How would anyone know what really influenced the writers?
their numerous writings outside the constitution rife with quotes from enlightment philosophers, and allusions to freemasonry perhaps?
From the published writings of the period; pamphlets, circular letters, records of debate, newspaper articles, memoirs, collected correspondence, etc.
The Founders came from a highly literate society, it smells fishy to me that these revisionist historians are unable to cite more than vague passing references in the published record of the period to support their “Iroquois Origins” theory of American federalism.
I do know the founders cite numerous classical sources and examples of constitutional arrangements in antiquity; republics, democracies, monarchies, oligarchies, etc.
The classical examples and the memory of English constitutional history; the English Civil War, the English Bill of Rights, the Glorious Revolution, etc., were foremost in their minds, giving us the “mixed” republican system we have.
The revisionists are simply a species of professional malcontents, dissatisfied with current arrangements and their place in the scheme of things, ie., marginal.
Their only source of satisfaction is p*ssing in the soup!

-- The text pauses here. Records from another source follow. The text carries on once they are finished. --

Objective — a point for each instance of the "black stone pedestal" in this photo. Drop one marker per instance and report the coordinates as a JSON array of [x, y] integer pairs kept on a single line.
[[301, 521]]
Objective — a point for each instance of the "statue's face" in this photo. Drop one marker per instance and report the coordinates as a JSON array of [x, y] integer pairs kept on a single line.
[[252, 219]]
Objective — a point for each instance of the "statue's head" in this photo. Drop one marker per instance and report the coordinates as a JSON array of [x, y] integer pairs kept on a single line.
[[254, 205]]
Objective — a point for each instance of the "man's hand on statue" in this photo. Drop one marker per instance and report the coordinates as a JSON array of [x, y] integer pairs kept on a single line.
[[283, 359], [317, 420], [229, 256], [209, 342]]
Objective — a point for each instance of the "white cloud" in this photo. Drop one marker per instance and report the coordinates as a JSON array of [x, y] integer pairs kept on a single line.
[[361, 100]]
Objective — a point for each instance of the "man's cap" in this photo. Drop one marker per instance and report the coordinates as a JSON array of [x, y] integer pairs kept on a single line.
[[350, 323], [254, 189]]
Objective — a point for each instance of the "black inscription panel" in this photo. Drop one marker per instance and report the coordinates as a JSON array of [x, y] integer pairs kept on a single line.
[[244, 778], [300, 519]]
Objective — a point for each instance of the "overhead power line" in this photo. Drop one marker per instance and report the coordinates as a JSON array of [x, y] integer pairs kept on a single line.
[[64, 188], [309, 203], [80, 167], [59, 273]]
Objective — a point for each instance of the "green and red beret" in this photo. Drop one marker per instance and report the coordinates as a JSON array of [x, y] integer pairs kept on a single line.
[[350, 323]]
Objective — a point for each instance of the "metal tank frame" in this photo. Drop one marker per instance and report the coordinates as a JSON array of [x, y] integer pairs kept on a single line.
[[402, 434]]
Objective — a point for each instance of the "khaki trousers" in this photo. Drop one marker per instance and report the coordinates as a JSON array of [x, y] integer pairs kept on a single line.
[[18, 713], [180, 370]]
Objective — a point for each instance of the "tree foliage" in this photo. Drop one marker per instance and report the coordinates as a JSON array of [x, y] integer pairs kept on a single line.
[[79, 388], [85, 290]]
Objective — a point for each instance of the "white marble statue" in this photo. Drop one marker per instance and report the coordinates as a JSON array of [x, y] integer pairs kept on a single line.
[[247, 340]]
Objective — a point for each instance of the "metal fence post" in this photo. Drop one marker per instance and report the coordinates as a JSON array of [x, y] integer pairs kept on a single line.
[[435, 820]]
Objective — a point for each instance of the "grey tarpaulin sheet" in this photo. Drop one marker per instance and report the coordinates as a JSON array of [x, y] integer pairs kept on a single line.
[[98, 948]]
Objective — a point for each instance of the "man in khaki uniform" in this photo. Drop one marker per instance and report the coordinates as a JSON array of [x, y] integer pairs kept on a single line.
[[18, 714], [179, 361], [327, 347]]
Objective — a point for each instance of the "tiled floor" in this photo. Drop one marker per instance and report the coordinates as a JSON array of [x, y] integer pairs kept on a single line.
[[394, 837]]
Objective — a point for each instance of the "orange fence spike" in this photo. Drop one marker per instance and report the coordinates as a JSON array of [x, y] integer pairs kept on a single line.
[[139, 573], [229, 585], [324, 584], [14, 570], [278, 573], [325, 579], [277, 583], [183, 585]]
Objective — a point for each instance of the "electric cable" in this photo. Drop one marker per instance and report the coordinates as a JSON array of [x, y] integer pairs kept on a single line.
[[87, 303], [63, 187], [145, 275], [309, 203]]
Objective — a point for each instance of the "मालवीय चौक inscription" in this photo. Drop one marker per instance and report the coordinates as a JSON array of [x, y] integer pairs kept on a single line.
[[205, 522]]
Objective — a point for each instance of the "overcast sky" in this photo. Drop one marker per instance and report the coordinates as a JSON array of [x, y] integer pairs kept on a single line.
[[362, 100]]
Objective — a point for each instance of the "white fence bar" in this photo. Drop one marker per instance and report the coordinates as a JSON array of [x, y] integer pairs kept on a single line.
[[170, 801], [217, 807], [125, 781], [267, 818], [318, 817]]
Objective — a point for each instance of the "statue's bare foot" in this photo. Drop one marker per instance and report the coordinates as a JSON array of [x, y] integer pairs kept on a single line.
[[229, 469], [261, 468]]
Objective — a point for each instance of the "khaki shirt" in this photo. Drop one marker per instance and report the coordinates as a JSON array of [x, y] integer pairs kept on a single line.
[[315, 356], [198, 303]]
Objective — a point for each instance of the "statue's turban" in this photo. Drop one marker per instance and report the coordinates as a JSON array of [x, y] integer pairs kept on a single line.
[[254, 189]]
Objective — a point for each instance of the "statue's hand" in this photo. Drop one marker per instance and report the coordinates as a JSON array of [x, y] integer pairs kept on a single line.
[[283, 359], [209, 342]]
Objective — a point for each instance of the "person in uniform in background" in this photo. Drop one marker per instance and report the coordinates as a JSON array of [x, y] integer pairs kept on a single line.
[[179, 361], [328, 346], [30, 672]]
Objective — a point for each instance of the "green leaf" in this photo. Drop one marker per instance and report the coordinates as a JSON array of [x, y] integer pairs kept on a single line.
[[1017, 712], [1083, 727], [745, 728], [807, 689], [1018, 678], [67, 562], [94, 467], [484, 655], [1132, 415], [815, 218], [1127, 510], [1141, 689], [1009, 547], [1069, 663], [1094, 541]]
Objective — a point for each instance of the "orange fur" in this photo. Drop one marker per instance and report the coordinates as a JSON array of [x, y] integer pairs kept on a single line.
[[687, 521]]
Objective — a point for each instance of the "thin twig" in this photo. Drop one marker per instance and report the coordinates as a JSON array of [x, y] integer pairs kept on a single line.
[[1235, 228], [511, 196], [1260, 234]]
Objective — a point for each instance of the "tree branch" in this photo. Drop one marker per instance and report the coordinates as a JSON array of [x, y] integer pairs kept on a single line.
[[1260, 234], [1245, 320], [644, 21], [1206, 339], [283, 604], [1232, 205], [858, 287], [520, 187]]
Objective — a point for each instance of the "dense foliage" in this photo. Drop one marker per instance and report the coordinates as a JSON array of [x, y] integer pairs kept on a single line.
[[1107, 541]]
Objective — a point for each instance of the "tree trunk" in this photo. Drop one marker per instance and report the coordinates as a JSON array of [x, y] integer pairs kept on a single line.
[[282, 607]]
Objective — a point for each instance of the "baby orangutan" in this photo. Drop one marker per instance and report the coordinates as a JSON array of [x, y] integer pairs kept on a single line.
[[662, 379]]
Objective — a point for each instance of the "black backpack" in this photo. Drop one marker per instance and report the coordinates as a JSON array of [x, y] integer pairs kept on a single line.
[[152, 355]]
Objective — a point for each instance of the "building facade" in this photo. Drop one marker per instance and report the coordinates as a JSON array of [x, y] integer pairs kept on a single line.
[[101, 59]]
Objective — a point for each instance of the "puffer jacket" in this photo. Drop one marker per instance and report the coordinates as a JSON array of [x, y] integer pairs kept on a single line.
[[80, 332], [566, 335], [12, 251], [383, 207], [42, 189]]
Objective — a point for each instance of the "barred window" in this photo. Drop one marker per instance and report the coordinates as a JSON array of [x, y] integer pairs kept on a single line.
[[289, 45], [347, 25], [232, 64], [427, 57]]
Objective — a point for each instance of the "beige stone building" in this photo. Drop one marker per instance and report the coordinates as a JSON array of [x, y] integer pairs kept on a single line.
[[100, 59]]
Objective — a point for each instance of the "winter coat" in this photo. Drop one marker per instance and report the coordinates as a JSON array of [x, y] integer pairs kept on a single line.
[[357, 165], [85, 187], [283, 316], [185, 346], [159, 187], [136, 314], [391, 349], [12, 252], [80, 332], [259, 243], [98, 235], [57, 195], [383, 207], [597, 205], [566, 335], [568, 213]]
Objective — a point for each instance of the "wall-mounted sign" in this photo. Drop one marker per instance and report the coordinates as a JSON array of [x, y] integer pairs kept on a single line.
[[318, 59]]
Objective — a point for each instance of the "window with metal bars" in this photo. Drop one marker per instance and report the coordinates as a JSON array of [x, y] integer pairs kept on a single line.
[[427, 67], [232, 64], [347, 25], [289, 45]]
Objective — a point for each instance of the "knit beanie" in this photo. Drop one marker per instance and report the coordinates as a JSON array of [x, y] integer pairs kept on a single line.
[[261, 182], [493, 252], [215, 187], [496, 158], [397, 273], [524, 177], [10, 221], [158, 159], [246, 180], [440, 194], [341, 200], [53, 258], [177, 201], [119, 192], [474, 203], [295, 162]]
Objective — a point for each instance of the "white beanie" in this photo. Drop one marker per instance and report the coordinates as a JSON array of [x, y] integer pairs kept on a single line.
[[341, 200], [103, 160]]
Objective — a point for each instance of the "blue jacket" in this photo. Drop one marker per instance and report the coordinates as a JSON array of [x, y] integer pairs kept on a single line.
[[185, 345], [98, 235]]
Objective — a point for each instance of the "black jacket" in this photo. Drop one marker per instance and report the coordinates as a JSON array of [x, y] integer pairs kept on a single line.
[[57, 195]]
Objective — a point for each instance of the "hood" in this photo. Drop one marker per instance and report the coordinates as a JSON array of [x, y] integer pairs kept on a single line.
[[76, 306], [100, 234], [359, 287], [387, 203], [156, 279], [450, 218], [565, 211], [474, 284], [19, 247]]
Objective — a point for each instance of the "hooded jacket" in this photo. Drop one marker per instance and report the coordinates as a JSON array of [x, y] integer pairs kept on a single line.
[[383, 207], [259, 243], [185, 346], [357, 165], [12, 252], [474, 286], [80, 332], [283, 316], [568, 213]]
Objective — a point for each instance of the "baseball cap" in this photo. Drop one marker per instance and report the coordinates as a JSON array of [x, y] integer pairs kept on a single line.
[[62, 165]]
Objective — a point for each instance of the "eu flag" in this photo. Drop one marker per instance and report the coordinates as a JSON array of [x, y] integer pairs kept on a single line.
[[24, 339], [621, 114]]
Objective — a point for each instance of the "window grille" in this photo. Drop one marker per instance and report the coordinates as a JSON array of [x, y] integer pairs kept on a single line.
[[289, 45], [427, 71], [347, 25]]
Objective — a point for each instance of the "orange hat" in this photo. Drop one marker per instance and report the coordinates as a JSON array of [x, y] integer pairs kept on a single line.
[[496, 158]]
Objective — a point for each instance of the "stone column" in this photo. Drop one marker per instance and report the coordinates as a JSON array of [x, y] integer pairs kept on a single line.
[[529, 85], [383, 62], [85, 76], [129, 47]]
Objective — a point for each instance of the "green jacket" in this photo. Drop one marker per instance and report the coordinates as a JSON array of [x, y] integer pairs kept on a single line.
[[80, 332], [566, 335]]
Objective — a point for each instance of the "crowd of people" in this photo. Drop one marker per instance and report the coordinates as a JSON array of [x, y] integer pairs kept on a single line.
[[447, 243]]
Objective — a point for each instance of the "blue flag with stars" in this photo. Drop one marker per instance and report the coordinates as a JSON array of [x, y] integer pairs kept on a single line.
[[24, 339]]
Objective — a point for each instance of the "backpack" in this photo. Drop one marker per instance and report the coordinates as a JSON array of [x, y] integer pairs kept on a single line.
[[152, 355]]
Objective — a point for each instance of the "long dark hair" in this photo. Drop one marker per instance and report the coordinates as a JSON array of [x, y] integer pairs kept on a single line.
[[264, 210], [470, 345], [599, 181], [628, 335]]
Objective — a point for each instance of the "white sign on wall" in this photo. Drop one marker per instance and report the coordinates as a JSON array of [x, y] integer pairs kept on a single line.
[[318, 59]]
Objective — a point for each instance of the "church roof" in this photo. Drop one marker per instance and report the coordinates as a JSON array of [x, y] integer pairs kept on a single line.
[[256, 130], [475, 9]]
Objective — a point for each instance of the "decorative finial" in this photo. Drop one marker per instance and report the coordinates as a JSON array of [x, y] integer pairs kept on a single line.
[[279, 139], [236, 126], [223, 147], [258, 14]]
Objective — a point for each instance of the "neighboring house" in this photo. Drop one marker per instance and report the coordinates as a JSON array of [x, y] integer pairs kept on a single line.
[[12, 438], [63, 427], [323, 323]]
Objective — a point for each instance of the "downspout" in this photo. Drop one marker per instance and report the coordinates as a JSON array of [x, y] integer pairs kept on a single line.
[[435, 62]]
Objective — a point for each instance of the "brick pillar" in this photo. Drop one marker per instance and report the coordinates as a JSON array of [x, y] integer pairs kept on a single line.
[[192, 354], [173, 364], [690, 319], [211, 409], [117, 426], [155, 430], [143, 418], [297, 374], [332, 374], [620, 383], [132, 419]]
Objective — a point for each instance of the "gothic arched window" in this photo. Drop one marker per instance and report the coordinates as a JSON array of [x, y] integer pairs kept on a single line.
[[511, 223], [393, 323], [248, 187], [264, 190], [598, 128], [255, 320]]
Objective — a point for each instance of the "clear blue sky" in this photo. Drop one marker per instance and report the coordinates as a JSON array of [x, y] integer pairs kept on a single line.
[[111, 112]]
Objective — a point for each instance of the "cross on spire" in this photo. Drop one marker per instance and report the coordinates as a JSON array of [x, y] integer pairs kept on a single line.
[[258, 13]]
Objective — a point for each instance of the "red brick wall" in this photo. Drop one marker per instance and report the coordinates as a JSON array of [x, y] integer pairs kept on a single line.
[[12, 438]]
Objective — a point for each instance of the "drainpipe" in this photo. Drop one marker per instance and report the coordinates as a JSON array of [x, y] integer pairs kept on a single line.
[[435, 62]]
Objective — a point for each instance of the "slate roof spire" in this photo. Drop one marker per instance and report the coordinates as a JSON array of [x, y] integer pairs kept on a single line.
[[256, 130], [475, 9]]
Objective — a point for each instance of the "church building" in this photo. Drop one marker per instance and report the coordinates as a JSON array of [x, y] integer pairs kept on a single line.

By reading the "Federalist Papers," their correspondence, and their debates. In the eighteenth century there were far fewer opportunities for verbal interaction than there are today with modern communication by telephone, for example. Travel for face to face meetings was even more difficult. Thus, to explain and persuade, they were forced to rely primarily on written communication, from which historians can pretty well determine what they were thinking about and why they did what they did.